If you haven’t been following the stop-motion inferno that has been Scottish Labour’s latest reshuffle, let ex-minister Tom Harris bring you up to speed over in the Daily Telegraph.

The short version is that Richard Leonard, the left-wing but not quite Corbynista leader, has sacked two of the party’s highest-profile and most able front-bench performers (both to his right, obviously).

More remarkably one of these, Anas Sarwar, was apparently dismissed from his health brief during a discussion on the NHS in the Holyrood chamber… just as the SNP were fighting off some bad news on the subject. Superb timing.

There’s more to it (we’ve not even talked about Alex Rowley), but one thing’s for sure: Scottish Labour’s continued failure to pull itself back into as much of a semblance of its former self is very helpful to the Conservatives.

In the most obvious sense, it will obviously lift Ruth Davidson’s fortunes in the Scottish Parliament election in 2021 if her biggest unionist rivals don’t enter the contest looking like a credible opposition. Not only will it help her solidify the Tories’ grip on their key unionist base (a mission aided greatly by Labour’s ongoing dithering on the constitutional question) but it will give swing voters minded for a change from the SNP with fewer alternatives to consider.

Of course, in the event that the unionist parties did manage to deprive the SNP and their Green foederati of their Holyrood majority and the Conservatives are second that will force Labour to decide whether or not to put a Conservative in Bute House, which might be the end of them.

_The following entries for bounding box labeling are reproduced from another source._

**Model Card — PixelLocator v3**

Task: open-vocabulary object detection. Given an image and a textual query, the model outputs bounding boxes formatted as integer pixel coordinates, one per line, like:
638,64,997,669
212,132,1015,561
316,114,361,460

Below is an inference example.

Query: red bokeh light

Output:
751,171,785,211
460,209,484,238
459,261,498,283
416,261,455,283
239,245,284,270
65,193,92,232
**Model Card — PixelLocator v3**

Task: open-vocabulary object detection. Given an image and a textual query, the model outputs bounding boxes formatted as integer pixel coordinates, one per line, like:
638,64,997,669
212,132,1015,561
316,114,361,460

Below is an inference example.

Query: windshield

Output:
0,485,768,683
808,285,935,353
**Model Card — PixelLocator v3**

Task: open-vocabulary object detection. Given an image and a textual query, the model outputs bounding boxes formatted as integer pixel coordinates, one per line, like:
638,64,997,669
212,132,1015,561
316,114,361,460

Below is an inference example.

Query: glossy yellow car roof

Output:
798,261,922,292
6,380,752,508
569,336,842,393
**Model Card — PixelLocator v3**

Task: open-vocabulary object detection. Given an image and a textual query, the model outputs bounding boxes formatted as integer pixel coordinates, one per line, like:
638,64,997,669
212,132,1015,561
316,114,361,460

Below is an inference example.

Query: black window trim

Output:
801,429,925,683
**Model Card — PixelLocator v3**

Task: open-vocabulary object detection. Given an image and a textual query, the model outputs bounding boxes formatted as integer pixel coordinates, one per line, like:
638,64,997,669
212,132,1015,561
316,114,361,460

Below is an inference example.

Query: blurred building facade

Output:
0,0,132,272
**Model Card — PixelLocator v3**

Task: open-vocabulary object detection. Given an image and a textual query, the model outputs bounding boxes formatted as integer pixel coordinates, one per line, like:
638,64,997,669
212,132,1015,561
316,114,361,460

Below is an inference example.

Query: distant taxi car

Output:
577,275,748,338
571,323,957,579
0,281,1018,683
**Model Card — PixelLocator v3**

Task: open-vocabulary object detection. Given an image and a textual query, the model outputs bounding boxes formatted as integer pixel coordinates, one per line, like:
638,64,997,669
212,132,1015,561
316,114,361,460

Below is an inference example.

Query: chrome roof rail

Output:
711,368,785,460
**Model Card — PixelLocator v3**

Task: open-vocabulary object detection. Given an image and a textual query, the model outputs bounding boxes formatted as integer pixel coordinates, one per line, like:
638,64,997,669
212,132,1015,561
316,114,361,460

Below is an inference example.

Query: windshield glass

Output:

But this matters in a UK context too. Even simply considered in terms of seats, Jeremy Corbyn will find his path to Downing Street that much longer if he isn’t able to count on a substantial bloc of Scottish MPs to get him over the line.

Worse, he might have to fight a general election on the prospect of forming a government supported by the Nationalists – who have just announced as their price the abolition of Trident. We’ve already seen in 2015 how badly that can play for Labour in crucial English marginals, and the SNP pitch seems calculated to highlight one of the Labour leader’s beliefs most likely to spook those very voters.

This must be extraordinarily frustrating for Corbyn’s office, which shows every sign of presiding over an increasingly well-oiled machine in the UK-wide party. Scottish Labour is often derided by devocrats and nationalists alike as a ‘branch office’. At present, it might be better off if that were the case.